The obvious criticism that can be levelled at The Battle for Britney: Fans, Cash and a Conservatorship (BBC Two, Wednesday, 9pm) is that it adds to the very frenzy around Spears it purports to interrogate. Spears has herself pointed this out, labelling both the BBC documentary and the New York Times's Framing Britney Spears film "hypocritical".
Yet the biggest issue with The Battle for Britney isn’t that it wants to have its cake and also to argue that the cake is a victim of media hysteria. It’s that it is supremely dull.
The major misstep is perhaps to focus on the done-to-death subject of Spears’s conservatorship, the legal instrument by which her father and a team of lawyers oversee her financial affairs. The conspiracy theory that conservatorship has turned Spears into a virtual prisoner was already explored at length in Framing Britney Spears. And Mobeen Azhar doesn’t add hugely to our understanding of the case as he zips from Los Angeles to Las Vegas in an attempt to shed light on Spears’s plight.
One of the most fascinating exchanges is with a Los Angeles paparazzo who claims Spears was in cahoots with the circus that followed her whenever she left the house
That sense of anticlimax reaches Line of Duty levels as The Battle for Britney build towards a court hearing about the conservatorship at which Spears may or may not make an appearance.
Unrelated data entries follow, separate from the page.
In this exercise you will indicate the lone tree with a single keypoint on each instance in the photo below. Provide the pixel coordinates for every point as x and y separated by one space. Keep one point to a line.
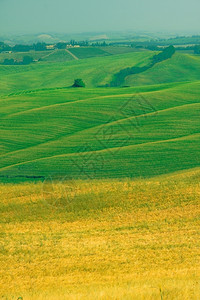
78 83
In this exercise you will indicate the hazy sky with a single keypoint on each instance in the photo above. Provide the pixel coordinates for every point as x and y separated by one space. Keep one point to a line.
33 16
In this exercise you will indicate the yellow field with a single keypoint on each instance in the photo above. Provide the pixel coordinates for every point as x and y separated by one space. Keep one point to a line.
101 239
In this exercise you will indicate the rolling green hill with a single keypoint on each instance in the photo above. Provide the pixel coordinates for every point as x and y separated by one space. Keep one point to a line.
99 133
140 131
94 71
181 67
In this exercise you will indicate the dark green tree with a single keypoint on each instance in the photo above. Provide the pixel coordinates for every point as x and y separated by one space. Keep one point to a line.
78 83
27 60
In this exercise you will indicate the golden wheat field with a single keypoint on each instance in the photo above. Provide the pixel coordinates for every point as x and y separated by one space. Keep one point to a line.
101 239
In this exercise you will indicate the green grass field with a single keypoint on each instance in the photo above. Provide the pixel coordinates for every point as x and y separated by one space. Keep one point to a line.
99 186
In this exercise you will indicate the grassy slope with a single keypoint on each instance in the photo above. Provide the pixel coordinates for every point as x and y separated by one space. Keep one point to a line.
182 67
87 52
101 239
63 131
94 71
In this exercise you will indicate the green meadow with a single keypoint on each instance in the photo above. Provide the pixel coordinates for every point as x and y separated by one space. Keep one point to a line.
99 186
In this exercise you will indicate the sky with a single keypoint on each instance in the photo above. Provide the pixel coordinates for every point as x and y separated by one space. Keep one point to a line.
71 16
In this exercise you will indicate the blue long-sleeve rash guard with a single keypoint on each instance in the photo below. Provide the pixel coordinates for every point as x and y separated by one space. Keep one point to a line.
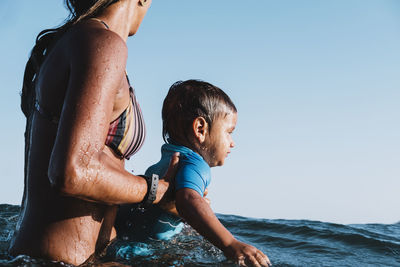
193 172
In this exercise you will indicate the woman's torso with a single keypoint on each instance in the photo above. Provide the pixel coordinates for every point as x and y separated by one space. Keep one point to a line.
52 225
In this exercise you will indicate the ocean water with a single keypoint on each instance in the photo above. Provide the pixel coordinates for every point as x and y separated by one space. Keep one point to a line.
286 242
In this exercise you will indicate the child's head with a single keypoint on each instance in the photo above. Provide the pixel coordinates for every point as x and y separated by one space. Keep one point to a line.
200 116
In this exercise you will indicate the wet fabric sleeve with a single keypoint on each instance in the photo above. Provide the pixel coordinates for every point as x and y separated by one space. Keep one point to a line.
193 174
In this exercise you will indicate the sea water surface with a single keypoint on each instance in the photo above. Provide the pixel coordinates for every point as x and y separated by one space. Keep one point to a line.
286 242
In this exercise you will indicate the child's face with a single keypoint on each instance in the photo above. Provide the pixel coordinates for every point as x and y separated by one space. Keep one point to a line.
219 140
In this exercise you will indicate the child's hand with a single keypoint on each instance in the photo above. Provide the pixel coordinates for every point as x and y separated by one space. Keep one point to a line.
246 255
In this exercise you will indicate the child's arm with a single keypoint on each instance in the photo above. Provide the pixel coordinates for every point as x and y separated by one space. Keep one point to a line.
196 211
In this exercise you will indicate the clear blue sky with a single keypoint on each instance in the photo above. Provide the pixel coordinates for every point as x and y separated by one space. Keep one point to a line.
316 84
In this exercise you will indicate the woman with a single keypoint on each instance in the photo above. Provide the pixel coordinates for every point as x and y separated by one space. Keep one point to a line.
74 86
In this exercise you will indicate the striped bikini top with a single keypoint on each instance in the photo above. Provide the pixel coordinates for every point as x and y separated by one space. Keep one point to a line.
126 133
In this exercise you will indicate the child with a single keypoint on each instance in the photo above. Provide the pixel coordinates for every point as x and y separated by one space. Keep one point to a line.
198 120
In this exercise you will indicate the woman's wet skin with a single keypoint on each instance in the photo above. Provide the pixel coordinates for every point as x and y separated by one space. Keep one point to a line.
74 181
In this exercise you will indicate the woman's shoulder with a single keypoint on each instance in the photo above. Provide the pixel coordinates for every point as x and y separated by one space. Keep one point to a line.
85 40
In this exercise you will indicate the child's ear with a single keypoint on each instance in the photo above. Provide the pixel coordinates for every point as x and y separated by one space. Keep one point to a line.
200 129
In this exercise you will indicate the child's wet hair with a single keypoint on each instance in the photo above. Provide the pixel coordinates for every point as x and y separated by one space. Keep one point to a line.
188 100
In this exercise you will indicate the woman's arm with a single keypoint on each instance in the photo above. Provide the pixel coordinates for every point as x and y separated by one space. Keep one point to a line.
79 164
196 211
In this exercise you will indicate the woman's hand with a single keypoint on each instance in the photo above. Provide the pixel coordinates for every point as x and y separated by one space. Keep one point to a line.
246 255
165 191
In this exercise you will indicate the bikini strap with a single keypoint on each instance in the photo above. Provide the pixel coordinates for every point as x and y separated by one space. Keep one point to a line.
46 114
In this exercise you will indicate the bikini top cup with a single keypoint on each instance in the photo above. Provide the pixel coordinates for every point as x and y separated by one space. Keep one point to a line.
126 134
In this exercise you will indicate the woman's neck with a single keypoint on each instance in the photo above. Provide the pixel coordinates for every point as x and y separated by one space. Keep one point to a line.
119 17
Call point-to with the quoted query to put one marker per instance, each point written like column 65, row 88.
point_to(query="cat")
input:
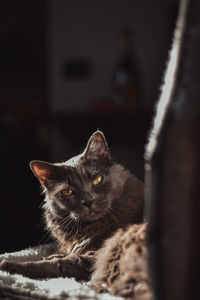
column 87, row 199
column 120, row 265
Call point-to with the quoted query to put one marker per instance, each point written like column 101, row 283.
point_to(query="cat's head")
column 82, row 186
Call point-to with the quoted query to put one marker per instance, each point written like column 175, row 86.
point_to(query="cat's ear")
column 97, row 147
column 44, row 171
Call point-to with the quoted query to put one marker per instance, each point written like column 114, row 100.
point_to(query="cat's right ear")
column 43, row 170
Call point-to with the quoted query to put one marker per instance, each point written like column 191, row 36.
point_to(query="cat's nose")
column 87, row 203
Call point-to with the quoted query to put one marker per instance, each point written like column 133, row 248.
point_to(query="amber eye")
column 67, row 192
column 97, row 180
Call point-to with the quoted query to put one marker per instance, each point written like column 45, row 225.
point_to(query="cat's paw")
column 10, row 267
column 54, row 256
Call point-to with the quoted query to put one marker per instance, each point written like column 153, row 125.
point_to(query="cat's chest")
column 77, row 244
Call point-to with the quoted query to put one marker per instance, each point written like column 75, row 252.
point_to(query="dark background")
column 56, row 64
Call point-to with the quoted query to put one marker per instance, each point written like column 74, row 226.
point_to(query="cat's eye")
column 97, row 180
column 67, row 192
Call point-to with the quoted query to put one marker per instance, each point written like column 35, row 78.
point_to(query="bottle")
column 126, row 81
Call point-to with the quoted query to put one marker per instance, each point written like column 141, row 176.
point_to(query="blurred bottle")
column 126, row 79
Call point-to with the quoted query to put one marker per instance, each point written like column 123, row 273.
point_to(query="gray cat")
column 87, row 198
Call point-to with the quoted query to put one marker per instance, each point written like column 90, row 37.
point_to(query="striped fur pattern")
column 82, row 221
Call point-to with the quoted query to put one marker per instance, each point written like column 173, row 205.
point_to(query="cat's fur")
column 81, row 222
column 121, row 264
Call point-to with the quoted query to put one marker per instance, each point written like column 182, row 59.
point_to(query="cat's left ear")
column 97, row 147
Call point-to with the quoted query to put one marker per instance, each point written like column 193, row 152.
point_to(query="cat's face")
column 80, row 187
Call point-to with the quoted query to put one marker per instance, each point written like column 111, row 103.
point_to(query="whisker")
column 113, row 216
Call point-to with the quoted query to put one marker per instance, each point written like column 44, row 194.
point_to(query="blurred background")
column 68, row 68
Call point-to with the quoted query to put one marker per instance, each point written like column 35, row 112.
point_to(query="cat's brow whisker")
column 46, row 237
column 114, row 217
column 62, row 222
column 69, row 223
column 71, row 232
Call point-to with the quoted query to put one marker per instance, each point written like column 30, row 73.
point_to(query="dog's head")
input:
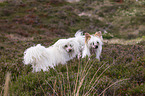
column 93, row 41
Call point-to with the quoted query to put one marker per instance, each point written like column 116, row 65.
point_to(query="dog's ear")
column 99, row 34
column 87, row 37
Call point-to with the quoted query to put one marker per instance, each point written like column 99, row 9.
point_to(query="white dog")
column 93, row 44
column 59, row 53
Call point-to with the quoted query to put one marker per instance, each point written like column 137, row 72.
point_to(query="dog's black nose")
column 70, row 50
column 96, row 47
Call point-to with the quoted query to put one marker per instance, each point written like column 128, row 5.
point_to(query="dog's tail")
column 34, row 54
column 79, row 33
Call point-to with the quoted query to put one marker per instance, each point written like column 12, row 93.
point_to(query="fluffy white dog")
column 41, row 57
column 93, row 44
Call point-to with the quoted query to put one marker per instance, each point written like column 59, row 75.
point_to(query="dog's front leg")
column 98, row 53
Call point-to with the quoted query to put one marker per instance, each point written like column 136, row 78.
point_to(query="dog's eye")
column 65, row 46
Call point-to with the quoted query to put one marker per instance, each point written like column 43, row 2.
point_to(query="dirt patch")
column 123, row 41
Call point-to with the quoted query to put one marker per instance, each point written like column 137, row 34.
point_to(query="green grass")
column 120, row 71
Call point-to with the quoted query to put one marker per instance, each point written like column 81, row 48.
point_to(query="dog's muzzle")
column 70, row 50
column 95, row 46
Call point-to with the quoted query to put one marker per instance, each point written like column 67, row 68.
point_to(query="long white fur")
column 41, row 57
column 80, row 38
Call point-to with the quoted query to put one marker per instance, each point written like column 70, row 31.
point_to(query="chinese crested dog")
column 41, row 57
column 93, row 44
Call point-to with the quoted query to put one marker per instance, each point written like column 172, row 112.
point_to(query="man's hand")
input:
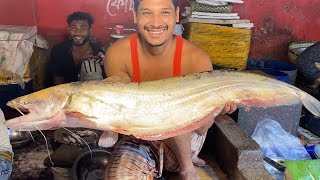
column 90, row 70
column 229, row 108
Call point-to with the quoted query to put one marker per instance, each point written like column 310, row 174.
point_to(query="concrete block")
column 237, row 154
column 287, row 116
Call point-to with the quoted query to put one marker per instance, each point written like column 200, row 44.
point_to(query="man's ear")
column 134, row 16
column 177, row 14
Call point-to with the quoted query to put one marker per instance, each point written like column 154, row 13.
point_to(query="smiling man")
column 77, row 58
column 154, row 53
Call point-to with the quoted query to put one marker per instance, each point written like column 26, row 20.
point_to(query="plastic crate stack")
column 215, row 12
column 210, row 25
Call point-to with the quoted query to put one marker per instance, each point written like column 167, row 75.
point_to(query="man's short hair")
column 80, row 16
column 137, row 3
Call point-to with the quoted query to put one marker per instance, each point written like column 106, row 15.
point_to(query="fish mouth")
column 19, row 107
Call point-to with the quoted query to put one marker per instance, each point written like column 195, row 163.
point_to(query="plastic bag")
column 276, row 143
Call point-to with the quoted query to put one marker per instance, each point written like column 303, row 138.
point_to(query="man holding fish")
column 155, row 53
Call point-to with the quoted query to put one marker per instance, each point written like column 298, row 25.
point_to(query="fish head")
column 49, row 100
column 42, row 109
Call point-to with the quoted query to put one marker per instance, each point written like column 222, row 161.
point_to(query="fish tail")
column 311, row 103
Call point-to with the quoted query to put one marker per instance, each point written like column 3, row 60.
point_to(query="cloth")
column 4, row 137
column 307, row 60
column 5, row 168
column 61, row 61
column 137, row 159
column 5, row 150
column 135, row 58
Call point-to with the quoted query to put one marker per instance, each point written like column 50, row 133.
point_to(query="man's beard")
column 85, row 40
column 150, row 28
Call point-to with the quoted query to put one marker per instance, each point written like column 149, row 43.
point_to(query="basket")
column 198, row 7
column 227, row 47
column 296, row 48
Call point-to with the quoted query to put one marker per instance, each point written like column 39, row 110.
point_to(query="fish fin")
column 311, row 103
column 108, row 139
column 78, row 115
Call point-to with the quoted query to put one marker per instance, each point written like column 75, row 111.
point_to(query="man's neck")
column 157, row 50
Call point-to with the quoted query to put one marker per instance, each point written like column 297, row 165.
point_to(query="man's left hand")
column 229, row 108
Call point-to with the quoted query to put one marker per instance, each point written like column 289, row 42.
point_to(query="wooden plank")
column 214, row 21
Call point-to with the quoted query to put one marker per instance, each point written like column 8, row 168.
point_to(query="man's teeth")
column 156, row 32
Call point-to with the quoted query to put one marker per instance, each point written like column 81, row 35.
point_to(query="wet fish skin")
column 152, row 110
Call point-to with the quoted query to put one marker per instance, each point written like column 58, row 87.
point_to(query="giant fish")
column 153, row 110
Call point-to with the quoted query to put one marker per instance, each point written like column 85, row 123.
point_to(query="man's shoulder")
column 121, row 45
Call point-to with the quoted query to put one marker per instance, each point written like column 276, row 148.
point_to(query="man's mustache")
column 155, row 28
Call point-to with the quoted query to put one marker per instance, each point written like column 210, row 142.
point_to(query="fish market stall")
column 28, row 160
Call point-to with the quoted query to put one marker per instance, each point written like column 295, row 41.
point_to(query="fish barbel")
column 152, row 110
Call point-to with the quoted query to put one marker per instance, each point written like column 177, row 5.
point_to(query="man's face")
column 80, row 32
column 156, row 20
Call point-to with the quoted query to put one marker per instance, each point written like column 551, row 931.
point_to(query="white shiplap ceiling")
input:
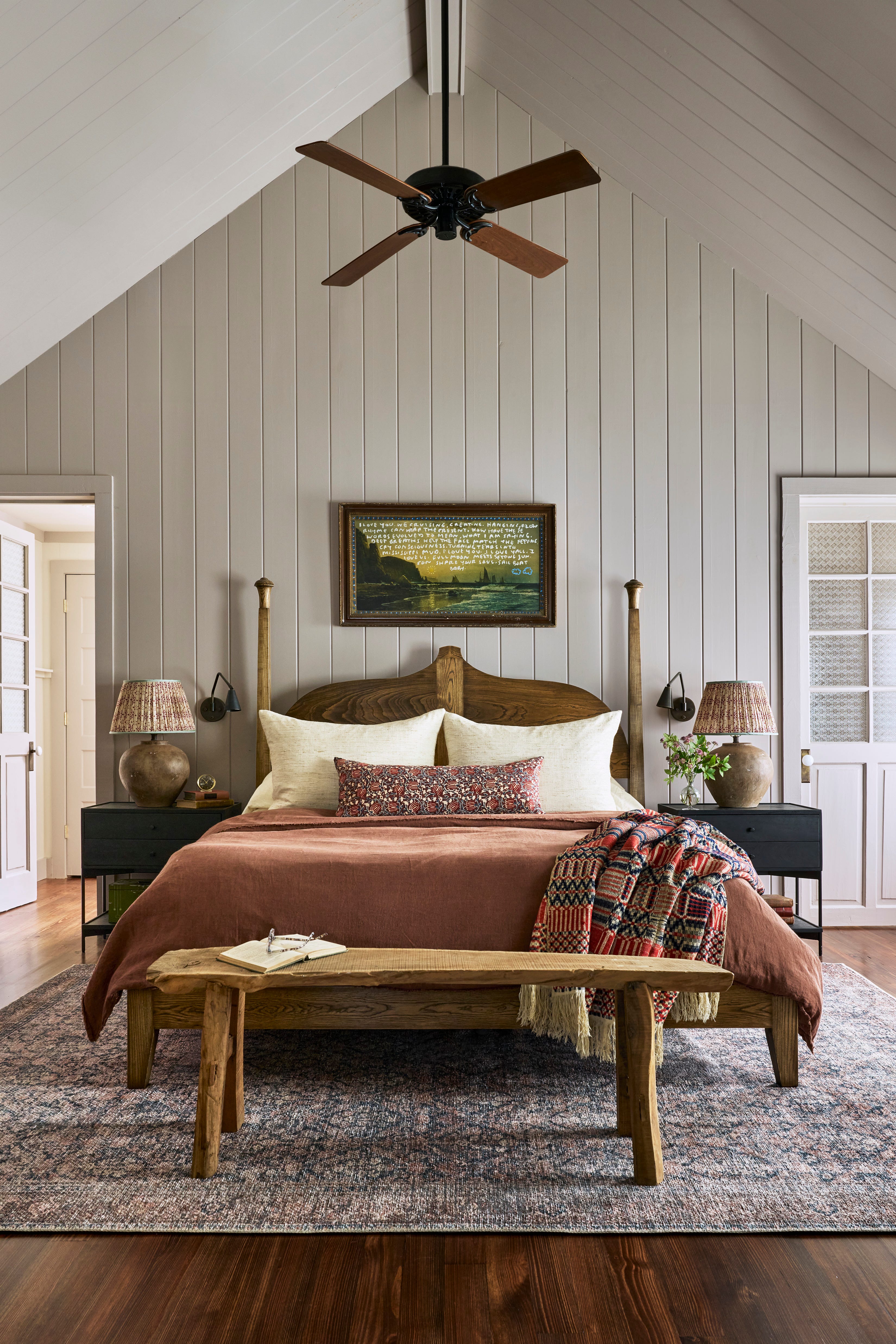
column 768, row 130
column 130, row 127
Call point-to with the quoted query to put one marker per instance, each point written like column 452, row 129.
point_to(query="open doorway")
column 56, row 703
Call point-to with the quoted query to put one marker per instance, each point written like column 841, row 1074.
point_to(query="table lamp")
column 154, row 772
column 738, row 708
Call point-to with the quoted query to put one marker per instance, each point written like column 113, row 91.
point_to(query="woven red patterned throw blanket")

The big day comes around and … to the shock of nobody, Spears does not turn up.
It’s the final damp squib in a programme that follows the familiar route of a British journalist who has a long fascination with an American pop star making a pilgrimage to the United States to uncover the unvarnished truth. You will recognise the formula from Jacques Peretti’s work on Michael Jackson or Nick Broomfield’s movies about Kurt Cobain and Tupac Shakur and Biggie Smalls.
No matter how well intentioned, there is always in these undertakings an aspect of gawping at the locals. That cliche is ticked off as Azhar drives to Spears’s home town of Kentwood, Louisiana, and banters with a waitress about hush puppies, a deep-fried regional delicacy. Later he visits a local museum where the curator ushers him into Britney’s childhood bedroom, which it has painstakingly re-created soft toy by soft toy.
This is the sort of scenario from which Louis Theroux might have extracted some pathos. Azhar can only stand and stare.
A smarter documentary might have steered into the bright lights of the media avalanche that derailed Spears. One of the most fascinating exchanges is with a Los Angeles paparazzo who claims Spears was in cahoots with the circus that followed her whenever she left the house. And Azhar sits with Perez Hilton, the show-business blogger, who expresses regret for having publicly branded Spears an unfit mother. "I feel awful. I definitely don't do that any more … I am reaping the consequences of my actions," Hilton says.
It's a rare moment of genuine emotion in a film that otherwise feels like showbiz reportage by numbers.